Decise di lasciar perdere la questione, magari c’era una spiegazione perfettamente logica e a pensarci bene nemmeno le interessava. L’unica cosa che voleva era stendersi sulla sua panchina, quindi puntò la bacchetta verso la cabina per farla levitare e rendere la panchina accessibile. «Wingardium leviosa» disse agitando la bacchetta, ma il suo incantesimo si infranse contro di essa senza nessun risultato. Hermione rimase incredula, poi diventò furente: non poteva aver sbagliato un incantesimo così semplice, lo conosceva dal primo anno, non lo aveva mai sbagliato nella sua vita. Ci riprovò ma il risultato fu lo stesso. Guardò la cabina ormai sicura che ci fosse qualcosa di molto strano, era quasi tentata di avvisare il Ministero per far controllare l’oggetto, ma voleva prima farsi un’idea più precisa, dopotutto lei era Hermione Granger, la strega più brillante della sua età, eroina della Seconda Guerra Magica, non poteva certo mandare un gufo al Ministero dicendo di accorrere solo perché era apparsa una stupida cabina telefonica che non voleva levitare.
Provò ad aprire la porta ma, come era prevedibile, la serratura era bloccata. Scagliò un incantesimo apri-porte ma, di nuovo, la magia non sembrava funzionare. Che diavolo stava succedendo?
«Le orde di Gengis Khan non sono riuscite a passare da quella porta e non credere che non ci abbiano provato».
Hermione fece un salto indietro: un uomo aveva aperto la porta dall’interno, era alto e magro, aveva addosso un abito blu gessato, che aveva abbinato a delle converse bordeux. Se ne stava appoggiato allo stipite della cabina e la guardava con le braccia incrociate. «Non è che sapresti dirmi dove siamo» riprese l’uomo con aria tranquilla «la mia apparecchiatura sembra impazzita»
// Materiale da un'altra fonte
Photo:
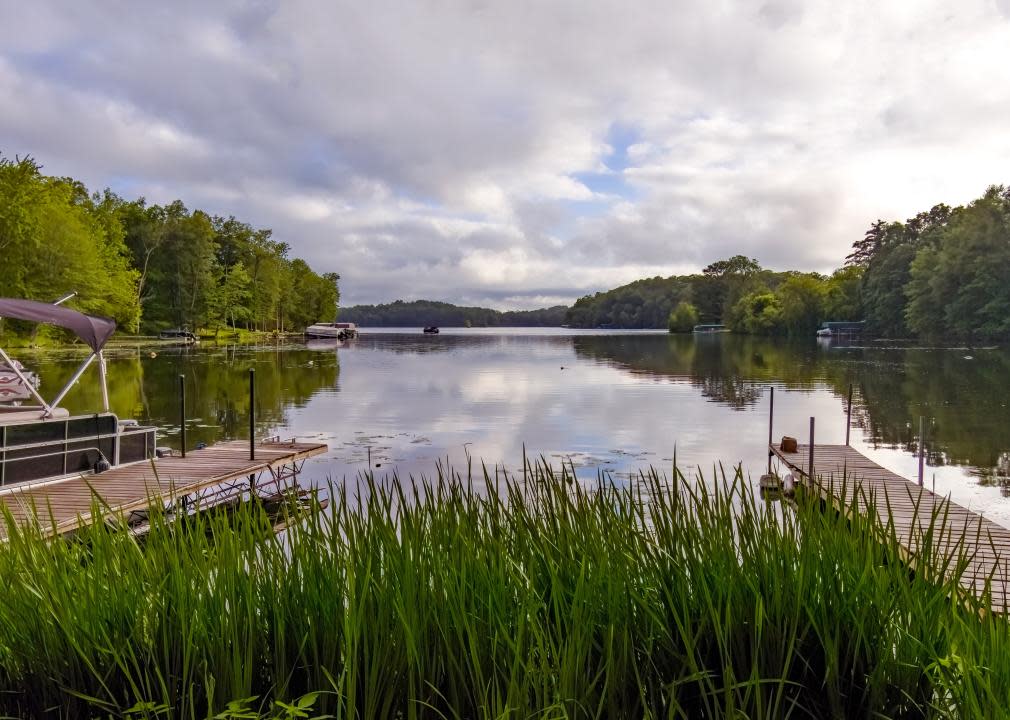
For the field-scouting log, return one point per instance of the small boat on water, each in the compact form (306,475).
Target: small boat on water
(178,335)
(335,330)
(41,440)
(841,329)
 La ragazza, che era talmente stupefatta da trovarsi, per una volta, priva di parola, si riebbe nel sentirsi rivolgere una domanda. «Siamo a Hogmeade, signore, in Scozia» rispose quasi automaticamente.
«Mai sentito» disse l’uomo dopo averci pensato un po’ su. «Sapresti anche dirmi quando siamo» chiese ancora l’uomo con un sorriso.
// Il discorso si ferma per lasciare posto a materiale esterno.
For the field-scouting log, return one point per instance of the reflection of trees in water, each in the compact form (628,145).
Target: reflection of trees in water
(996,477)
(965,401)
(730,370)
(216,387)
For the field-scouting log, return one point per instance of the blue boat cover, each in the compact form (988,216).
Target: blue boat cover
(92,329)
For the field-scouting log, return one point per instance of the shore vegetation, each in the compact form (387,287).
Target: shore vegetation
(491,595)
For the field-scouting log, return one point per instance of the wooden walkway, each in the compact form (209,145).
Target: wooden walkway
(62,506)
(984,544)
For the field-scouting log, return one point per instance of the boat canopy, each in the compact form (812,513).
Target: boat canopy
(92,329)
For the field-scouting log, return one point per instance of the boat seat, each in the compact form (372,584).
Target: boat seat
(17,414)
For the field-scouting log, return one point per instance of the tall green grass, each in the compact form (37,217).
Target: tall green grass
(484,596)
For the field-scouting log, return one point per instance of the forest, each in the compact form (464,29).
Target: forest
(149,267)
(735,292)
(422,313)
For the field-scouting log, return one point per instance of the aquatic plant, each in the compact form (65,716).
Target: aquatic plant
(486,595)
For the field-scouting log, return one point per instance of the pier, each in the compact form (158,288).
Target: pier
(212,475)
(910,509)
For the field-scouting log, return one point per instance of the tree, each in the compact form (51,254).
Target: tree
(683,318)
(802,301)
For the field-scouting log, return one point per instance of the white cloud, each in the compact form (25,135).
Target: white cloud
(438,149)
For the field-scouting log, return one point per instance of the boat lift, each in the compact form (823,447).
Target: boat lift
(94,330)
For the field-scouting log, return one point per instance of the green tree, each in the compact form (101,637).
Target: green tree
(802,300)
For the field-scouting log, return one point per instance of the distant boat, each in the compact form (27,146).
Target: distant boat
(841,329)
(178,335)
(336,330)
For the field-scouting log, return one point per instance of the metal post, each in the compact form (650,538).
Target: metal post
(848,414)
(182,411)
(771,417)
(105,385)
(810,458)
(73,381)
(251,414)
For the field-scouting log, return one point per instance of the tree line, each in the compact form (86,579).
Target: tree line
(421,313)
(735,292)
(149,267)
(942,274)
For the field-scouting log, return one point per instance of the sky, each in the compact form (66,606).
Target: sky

Hermione lo guardò interdetta, la sorpresa ormai del tutto svanita, mettendo su la sua tipica espressione di sufficienza, che tanto la faceva somigliare alla professoressa McGranitt.
«Come prego?» disse, dando la possibilità a quello sconosciuto di dire qualcosa di sensato.
«Sai dirmi quando siamo» ripeté l’uomo scandendo ogni parola come se Hermione fosse una stupida.
La ragazza gli scoccò uno sguardo risentito.
«Se intende dire che vuol sapere che giorno è, è sabato 14 Novembre 1998, posso sapere chi è lei?»
«Io sono il Dottore»
«Dottore e poi?»
«Solo il Dottore, tu invece come ti chiami?»
Hermione considerò l’idea di rispondere ma l’uomo aveva qualcosa di molto sospetto, non voleva dirle il suo nome (non poteva chiamarsi Dottore e basta) ed erano soli in un luogo abbastanza isolato. Lo studiò attentamente. Non indossava abiti da mago, ma questo non escludeva che fosse un mangiamorte sotto-copertura, non era armato e questo le dava un vantaggio: avrebbe potuto schiantarlo prima ancora che riuscisse a metter mano alla bacchetta. Gli puntò la sua contro.
«Ok simpaticone, ora esci di lì e tieni le mani in vista» disse tenendolo sotto tiro, la Guerra era finita ma non ci si poteva ancora fidare di nessuno.
Lo sconosciuto la guardò fingendosi impressionato e si allontanò dalla cabina con le mani in alto.